Ответ. – Фюрер боялся их тайной, неподконтрольной организованности и связей с крупнейшими финансовыми центрами. Он ненавидел их незримое могущество.

Вопрос. – В какой форме вы работали по масонам?

Ответ. – Я предпринимал на свой страх и риск кое-какие шаги, чтобы проникнуть в братство, понимая, сколь важной будет информация, если я смогу получить серьезную агентуру среди масонства.

Вопрос. – Но ведь в Германии масонские ложи были разгромлены?

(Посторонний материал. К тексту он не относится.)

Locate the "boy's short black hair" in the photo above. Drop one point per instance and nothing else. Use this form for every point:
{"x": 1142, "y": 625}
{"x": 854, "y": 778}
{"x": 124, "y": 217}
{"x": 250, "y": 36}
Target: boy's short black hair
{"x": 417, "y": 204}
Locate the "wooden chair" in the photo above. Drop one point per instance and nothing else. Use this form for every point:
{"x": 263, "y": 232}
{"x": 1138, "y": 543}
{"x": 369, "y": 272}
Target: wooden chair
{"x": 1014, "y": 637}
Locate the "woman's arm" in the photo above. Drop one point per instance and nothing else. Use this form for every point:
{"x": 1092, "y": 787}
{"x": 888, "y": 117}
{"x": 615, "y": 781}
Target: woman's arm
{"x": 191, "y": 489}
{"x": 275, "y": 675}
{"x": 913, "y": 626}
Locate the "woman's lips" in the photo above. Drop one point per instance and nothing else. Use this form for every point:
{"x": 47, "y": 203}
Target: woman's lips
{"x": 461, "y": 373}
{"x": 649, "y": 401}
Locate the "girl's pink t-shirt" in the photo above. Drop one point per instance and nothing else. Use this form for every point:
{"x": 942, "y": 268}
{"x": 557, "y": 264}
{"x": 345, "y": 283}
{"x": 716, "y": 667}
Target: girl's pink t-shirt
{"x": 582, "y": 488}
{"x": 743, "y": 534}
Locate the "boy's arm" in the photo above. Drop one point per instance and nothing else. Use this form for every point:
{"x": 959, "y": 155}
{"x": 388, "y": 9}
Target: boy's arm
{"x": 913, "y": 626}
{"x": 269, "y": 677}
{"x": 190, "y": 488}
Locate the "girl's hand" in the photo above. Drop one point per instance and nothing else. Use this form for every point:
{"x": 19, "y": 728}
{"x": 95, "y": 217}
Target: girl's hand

Ответ. – Совершенно верно. Но несмотря на то, что дуче также вел борьбу с масонами, позиции братства в Италии были настолько сильны и глубинны, что ему не удалось до конца разрушить его структуру. Наиболее законспирированные группы продолжали функционировать, причем отнюдь не безуспешно... Особенно активно с итальянским масонством, да и вообще с Италией, работал Канарис... Он, в частности, рассказывал мне, как во время испанской кампании, в тридцать седьмом году, он привлек к сотрудничеству чрезвычайно, по его словам, перспективного молодого человека, Личо Джелли3636
  Джелли – «великий мастер» масонской ложи П-2 (пи-дуэ), тесно связанный с тайным международным фашистским движением, состоялся как лидер наиболее реакционного масонства на спекуляциях нефтью и обмене оружия на нефть в 1950 – 1960 годах. Был президентом корпораций в Латинской Америке и на Ближнем Востоке.
  После разоблачения Джелли как одного из организаторов планировавшегося фашистского переворота в Италии в 1977 году улетел на своем самолете в Швейцарию; был там арестован; бежал из тюрьмы; в настоящее время скрывается.


[Закрыть]
... Он воевал против республиканцев в составе особого батальона «чернорубашечников» – личной гвардии Муссолини, владел пером, публиковал очерки, был великолепным оратором... Канарис весьма высоко ценил его, загодя готовя, кстати говоря, к проникновению в круги итальянского масонства, чтобы через них выйти на Нью-Йорк и Лондон, на «Шотландскую ложу».

Вопрос. – Оставим «Шотландскую ложу», это не входит в сферу нашего интереса... Какова дальнейшая судьба Личо Джелли?

Ответ. – Если мне не изменяет память, в конце сорок четвертого года он сумел эмигрировать в Аргентину, опасаясь судебного преследования со стороны союзников. Там его следы затерялись, хотя он весьма интересовал меня, поскольку в Буэнос-Айресе итальянцы довольно влиятельны и имеют серьезный вес в нефтяной промышленности, а для рейха в последний год вопрос о бензине был, как вы знаете, ключевым...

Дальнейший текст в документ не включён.